Komnas HAM Mendadak Minta Pemerintah Hentikan Reklamasi Jakarta dan Bali

Komnas HAM Mendadak Minta Pemerintah Hentikan Reklamasi Jakarta dan Bali

SHARE

Publik-News.com – Komisi Nasional Hak Asasi Manusia (Komnas HAM) menegaskan, akan merekomendasikan kepada pemerintah untuk segera mencabut izin reklamasi Teluk Jakarta dan Teluk Benoa di Bali. Pasalnya, ada beberapa pelanggaran hukum yang terjadi dalam proyek reklamasi.

“Pengelolaan SDA (sumber daya alam) seperti bumi, air dan tanah milik negara yang dipakai untuk mensejahterakan rakyat.

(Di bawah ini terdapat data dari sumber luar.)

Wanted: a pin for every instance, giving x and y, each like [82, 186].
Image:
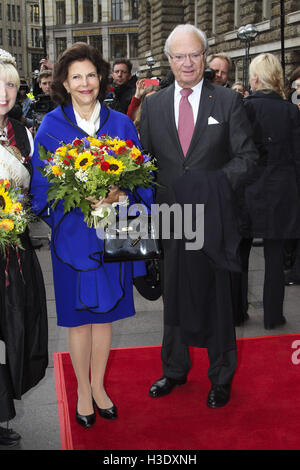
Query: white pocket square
[212, 120]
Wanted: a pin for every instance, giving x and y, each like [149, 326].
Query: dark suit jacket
[227, 145]
[204, 312]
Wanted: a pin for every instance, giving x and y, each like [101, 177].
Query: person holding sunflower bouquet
[23, 311]
[90, 294]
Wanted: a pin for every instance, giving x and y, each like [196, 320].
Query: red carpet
[263, 414]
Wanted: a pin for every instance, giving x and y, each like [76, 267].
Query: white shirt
[92, 125]
[194, 99]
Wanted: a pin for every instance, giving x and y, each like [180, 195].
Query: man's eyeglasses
[194, 57]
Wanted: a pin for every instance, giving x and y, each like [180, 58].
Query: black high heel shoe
[85, 421]
[107, 413]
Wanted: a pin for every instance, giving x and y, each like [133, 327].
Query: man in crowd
[124, 85]
[221, 64]
[195, 145]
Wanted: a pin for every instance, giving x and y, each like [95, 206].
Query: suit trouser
[176, 360]
[274, 278]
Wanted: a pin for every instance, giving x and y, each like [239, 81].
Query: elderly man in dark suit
[194, 127]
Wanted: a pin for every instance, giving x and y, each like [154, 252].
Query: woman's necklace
[3, 134]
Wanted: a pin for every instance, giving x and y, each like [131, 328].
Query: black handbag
[131, 239]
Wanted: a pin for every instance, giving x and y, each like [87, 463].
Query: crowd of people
[235, 150]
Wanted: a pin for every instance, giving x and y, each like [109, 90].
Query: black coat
[224, 147]
[272, 195]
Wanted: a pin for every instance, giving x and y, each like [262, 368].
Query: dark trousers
[273, 294]
[176, 360]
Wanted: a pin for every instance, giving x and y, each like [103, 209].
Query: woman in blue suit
[89, 295]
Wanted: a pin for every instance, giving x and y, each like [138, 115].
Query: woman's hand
[114, 195]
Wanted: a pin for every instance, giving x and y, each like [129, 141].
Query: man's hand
[114, 195]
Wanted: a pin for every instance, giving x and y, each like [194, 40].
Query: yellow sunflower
[56, 170]
[17, 207]
[7, 224]
[62, 151]
[5, 201]
[83, 161]
[115, 166]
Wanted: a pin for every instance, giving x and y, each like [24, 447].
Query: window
[118, 45]
[99, 10]
[133, 44]
[35, 37]
[96, 41]
[60, 12]
[116, 10]
[34, 13]
[80, 39]
[88, 11]
[134, 4]
[75, 11]
[61, 45]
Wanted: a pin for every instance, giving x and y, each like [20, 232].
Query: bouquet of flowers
[89, 167]
[14, 215]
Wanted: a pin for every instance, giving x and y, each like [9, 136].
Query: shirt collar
[196, 89]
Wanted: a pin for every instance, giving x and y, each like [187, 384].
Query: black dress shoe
[271, 326]
[85, 421]
[8, 437]
[218, 396]
[164, 385]
[107, 413]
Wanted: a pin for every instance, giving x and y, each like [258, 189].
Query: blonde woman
[272, 199]
[23, 313]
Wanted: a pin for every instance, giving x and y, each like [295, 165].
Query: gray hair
[187, 28]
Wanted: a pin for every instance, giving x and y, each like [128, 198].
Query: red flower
[129, 143]
[105, 166]
[139, 159]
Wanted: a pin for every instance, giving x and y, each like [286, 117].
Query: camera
[43, 104]
[40, 108]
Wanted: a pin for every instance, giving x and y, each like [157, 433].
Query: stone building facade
[220, 19]
[13, 33]
[109, 25]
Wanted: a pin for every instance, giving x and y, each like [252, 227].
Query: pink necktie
[185, 120]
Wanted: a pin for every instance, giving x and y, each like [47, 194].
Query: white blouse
[92, 125]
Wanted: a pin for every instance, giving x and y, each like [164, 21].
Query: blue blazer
[99, 286]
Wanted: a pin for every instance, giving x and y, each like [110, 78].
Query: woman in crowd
[272, 197]
[292, 247]
[90, 295]
[23, 314]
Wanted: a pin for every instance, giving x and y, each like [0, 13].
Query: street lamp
[246, 34]
[150, 62]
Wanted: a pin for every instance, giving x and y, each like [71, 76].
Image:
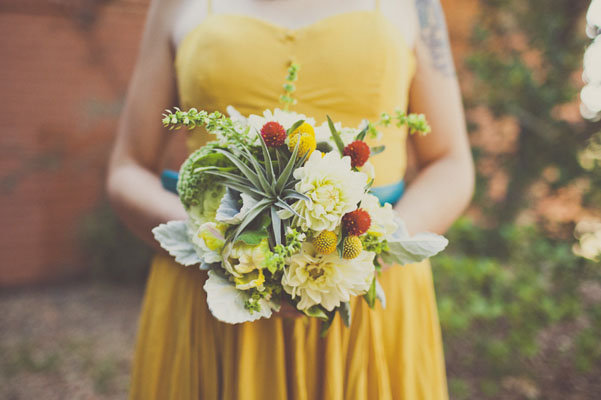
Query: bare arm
[444, 184]
[133, 185]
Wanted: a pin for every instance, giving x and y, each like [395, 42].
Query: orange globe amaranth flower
[273, 134]
[351, 247]
[359, 153]
[325, 242]
[357, 222]
[305, 127]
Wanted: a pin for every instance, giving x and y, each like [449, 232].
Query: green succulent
[266, 178]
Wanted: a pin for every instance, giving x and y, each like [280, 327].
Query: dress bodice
[354, 65]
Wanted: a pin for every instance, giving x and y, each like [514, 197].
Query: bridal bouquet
[280, 211]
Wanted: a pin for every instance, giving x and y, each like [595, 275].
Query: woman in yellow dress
[358, 58]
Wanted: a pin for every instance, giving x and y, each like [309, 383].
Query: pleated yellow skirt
[184, 353]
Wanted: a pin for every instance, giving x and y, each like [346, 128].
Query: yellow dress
[353, 66]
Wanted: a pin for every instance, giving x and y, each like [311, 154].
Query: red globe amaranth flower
[358, 151]
[356, 222]
[273, 134]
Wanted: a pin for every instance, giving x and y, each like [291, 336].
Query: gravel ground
[71, 341]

Pada reklamasi ada potensi pelanggaran HAM. Banyak kejadian pengusuran paksa kemudian mengambil hak kesejahteraan masyarakat,” kata Komisioner Komnas HAM Siane, yang mengutip Pasal 33 UUD 1945 di Kantor Komnas HAM, Jakarta, Selasa (25/10/2016).

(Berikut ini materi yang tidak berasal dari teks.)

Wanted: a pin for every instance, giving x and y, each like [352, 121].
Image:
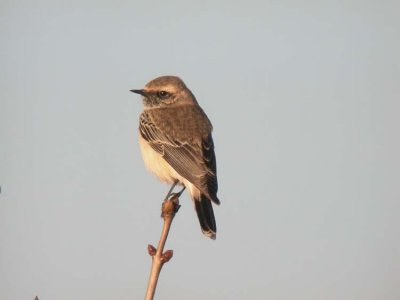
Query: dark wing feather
[193, 159]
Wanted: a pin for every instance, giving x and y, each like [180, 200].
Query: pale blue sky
[304, 98]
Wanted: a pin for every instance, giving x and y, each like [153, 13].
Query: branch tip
[151, 249]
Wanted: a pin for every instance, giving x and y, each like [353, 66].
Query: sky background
[304, 99]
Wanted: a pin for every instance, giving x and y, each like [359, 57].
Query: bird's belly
[156, 164]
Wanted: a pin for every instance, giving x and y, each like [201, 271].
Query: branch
[168, 210]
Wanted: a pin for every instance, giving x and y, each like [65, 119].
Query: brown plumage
[177, 145]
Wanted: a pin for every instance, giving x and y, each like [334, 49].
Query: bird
[175, 138]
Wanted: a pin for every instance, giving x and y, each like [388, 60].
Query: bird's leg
[180, 192]
[171, 189]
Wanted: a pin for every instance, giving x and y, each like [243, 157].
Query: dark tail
[206, 217]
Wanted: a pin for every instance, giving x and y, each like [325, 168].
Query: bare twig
[169, 208]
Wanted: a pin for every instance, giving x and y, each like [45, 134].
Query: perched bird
[177, 146]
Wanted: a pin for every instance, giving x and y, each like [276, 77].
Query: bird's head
[165, 91]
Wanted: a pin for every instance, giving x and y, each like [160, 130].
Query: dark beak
[140, 92]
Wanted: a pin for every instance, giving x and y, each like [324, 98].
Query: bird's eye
[163, 94]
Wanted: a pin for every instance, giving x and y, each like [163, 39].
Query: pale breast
[157, 165]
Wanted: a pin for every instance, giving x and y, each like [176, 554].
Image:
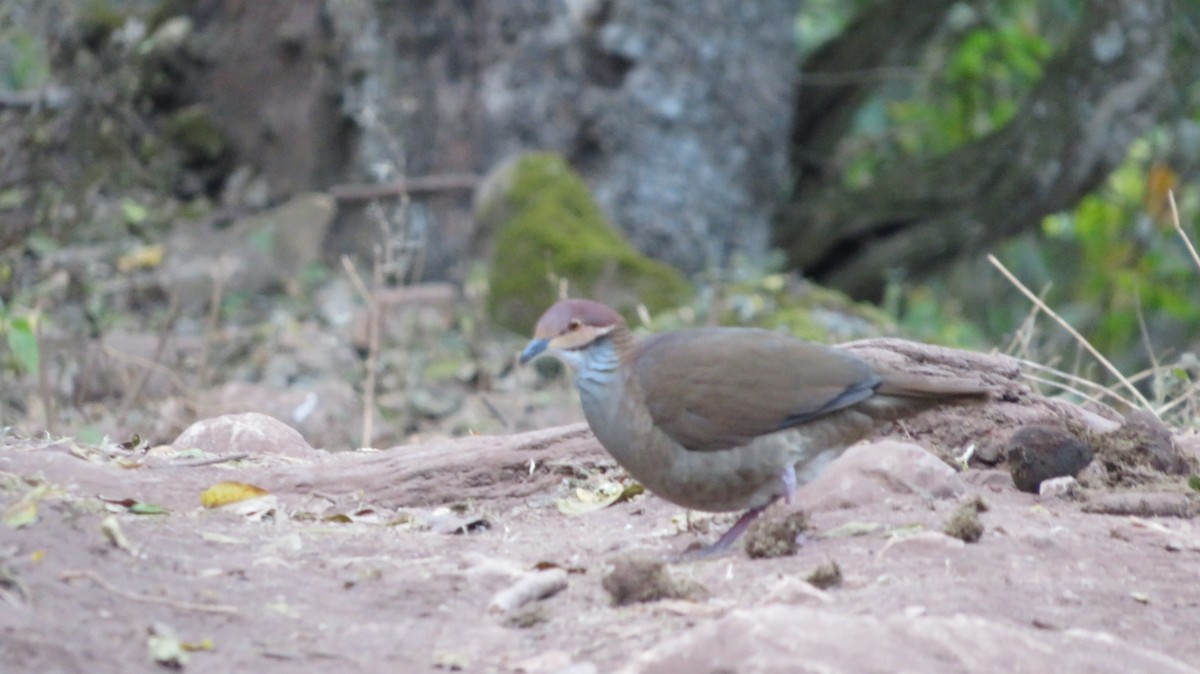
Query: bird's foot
[726, 539]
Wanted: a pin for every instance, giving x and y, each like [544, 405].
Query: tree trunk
[1096, 97]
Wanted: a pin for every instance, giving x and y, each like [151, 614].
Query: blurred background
[347, 212]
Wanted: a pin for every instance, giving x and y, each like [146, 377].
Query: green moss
[786, 302]
[547, 228]
[192, 131]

Ia mengatakan, kelanjutan proyek reklamasi berpotensi melanggar HAM dan diduga hanya untuk kesempatan bisnis semata. Menurutnya, dengan proyek tersebut ekosistem sekitar wilayah yang direklamasi akan rusak dan merugikan warga yang tinggal di sekitarnya.

“Reklamasi dilakukan sebagai proses bisnis yang menguntungkan segelintir orang dan mengorbankan orang banyak. Kerusakan ini tidak bisa dipulihkan, karena ini sifatnya permanen. Kalau reklamasi terlanjur dilakukan, tidak bisa dikembalikan seperti sebelumnya,” kata Siane.

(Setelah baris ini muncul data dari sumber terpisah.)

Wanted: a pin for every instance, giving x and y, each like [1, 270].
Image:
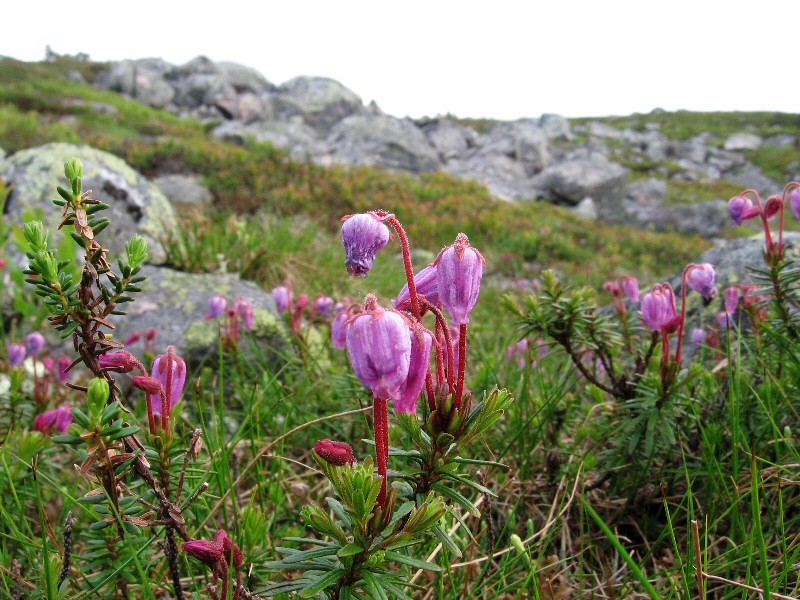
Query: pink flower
[702, 279]
[419, 365]
[335, 453]
[35, 343]
[170, 370]
[459, 270]
[216, 306]
[379, 345]
[283, 298]
[58, 420]
[741, 209]
[363, 235]
[658, 307]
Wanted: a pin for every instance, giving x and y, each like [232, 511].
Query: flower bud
[216, 306]
[363, 235]
[335, 453]
[419, 365]
[16, 354]
[658, 307]
[121, 361]
[459, 270]
[741, 208]
[35, 342]
[58, 420]
[73, 167]
[702, 279]
[97, 397]
[379, 345]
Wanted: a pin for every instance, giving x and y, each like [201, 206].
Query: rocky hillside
[620, 170]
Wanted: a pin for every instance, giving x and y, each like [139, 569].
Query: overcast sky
[495, 58]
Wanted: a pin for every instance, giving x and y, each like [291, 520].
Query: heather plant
[373, 527]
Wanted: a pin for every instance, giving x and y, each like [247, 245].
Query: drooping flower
[244, 310]
[216, 553]
[794, 202]
[741, 208]
[323, 305]
[426, 283]
[282, 295]
[339, 328]
[170, 370]
[16, 354]
[121, 361]
[58, 420]
[702, 279]
[459, 270]
[216, 306]
[363, 235]
[379, 345]
[335, 453]
[630, 287]
[699, 336]
[35, 342]
[658, 307]
[419, 365]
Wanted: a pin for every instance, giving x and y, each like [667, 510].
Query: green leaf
[321, 583]
[412, 562]
[349, 550]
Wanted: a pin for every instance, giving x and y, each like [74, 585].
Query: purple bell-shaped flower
[363, 235]
[459, 270]
[379, 345]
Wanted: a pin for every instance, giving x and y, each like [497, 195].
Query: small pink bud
[58, 420]
[459, 270]
[335, 453]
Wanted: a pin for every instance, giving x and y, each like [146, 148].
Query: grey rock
[751, 177]
[448, 138]
[781, 140]
[142, 80]
[502, 175]
[294, 135]
[175, 304]
[184, 190]
[382, 141]
[573, 180]
[743, 141]
[586, 208]
[320, 101]
[648, 192]
[137, 206]
[708, 219]
[523, 140]
[555, 127]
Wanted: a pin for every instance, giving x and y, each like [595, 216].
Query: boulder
[184, 190]
[450, 139]
[142, 80]
[175, 305]
[320, 101]
[593, 176]
[136, 205]
[743, 141]
[382, 141]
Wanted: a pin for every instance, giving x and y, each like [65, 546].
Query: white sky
[504, 59]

Khusus untuk Teluk Benoa, Komnas HAM akan merekomendasikan Peraturan Presiden Nomor 51 tahun 2014 tentang rencana tata ruang kawasan perkotaan Denpasar, Badung, Gianyar, dan Tabanan (Sarbagita) dicabut.

Dalam Perpres itu terdapat poin yang menyatakan untuk merubah peruntukan Teluk Benoa dari kawasan konservasi menjadi zona budidaya yang dapat direklamasi maksimal seluas 700 hektare.